Gradually, we learn why Stephen is now a prisoner of his own mind. Writer and director Paul King expertly dips in and out of flashbacks, using a snowdome to transport the viewer to a mountaintop Swiss chalet, taking us to a fairground inside the mechanism of a clock. At times the transitions from the house to the recollections call to mind Joel tumbling through his memories in Eternal Sunshine of the Spotless Mind or the dream sequences that make up perhaps my favourite episode of Buffy the Vampire Slayer (Restless, the season four finale). Similarly he knows how to hold onto an exquisite moment, such as when Stephen nearly kisses Eloisa (a fine performance by Veronica Echegui) in an archway in some unnamed and unidentifiable Spanish town. It is simply a wonder to look at.

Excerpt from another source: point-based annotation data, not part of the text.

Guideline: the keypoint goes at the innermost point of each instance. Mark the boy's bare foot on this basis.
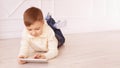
(21, 61)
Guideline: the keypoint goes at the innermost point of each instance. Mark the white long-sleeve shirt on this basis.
(45, 42)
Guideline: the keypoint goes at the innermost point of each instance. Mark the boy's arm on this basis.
(24, 48)
(24, 45)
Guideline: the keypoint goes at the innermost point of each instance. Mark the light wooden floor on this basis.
(86, 50)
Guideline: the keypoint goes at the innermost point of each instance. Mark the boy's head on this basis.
(33, 20)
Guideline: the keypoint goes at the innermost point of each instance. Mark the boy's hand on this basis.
(21, 61)
(39, 56)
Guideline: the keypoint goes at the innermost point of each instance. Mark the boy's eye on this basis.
(29, 29)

I don't want to say any more about the plot than I have, it really isn't easy to explain; it's the sort of film you just have to see. However, don't be thinking it's simply a heartfelt and poignant journey, though it certainly is; and though it may bring a tear to your eye, it is also funny, so much so that if you were sticking on labels, the comedy one would have to be affixed and feature big bold type. It is hysterically funny at times, such as when Bunny begs Stephen for some underwear, Stephen's elaborate cocktails, or the argument in the car.

There really is nothing I can fault the film on. Perhaps one or two moments edge a little closer to gross-out comedy than I would like, the scene with the dogs, for example. However, such moments are generally so hilarious it's hard to see them as a flaw. There isn't a duff performance to be seen on the screen and there's a great soundtrack too, accentuating the moods well, but never outshining the film. They also know when no sound at all is needed. In a wonderfully powerful moment towards the end, the only sound was the whirr of the projector, reminding one that the Cameo is a proper cinema.

In short, this is a truly exceptional film, one of the finest I've seen this year, and I really can't recommend it highly enough. So what put me off initially? Well, Paul King is also the director of The Mighty Boosh, and what little I've seen of that has left me no desire to see more. Now I'm wondering if it deserves a proper viewing.

One final word - stay to the end of the credits - the final dedication is well worth the wait.


Actually, a final, final word is needed. A film this fine deserves one of our irregular awards. So, without further ado, I present:

The Paul King Award for a Stunning, Meticulously Crafted, Poignant and Hilarious Odyssey through the Imagination

Thinking about it, Joss Whedon deserves this award for Restless, so too do Charlie Kaufman and Michel Gondry for Eternal Sunshine of the Spotless Mind.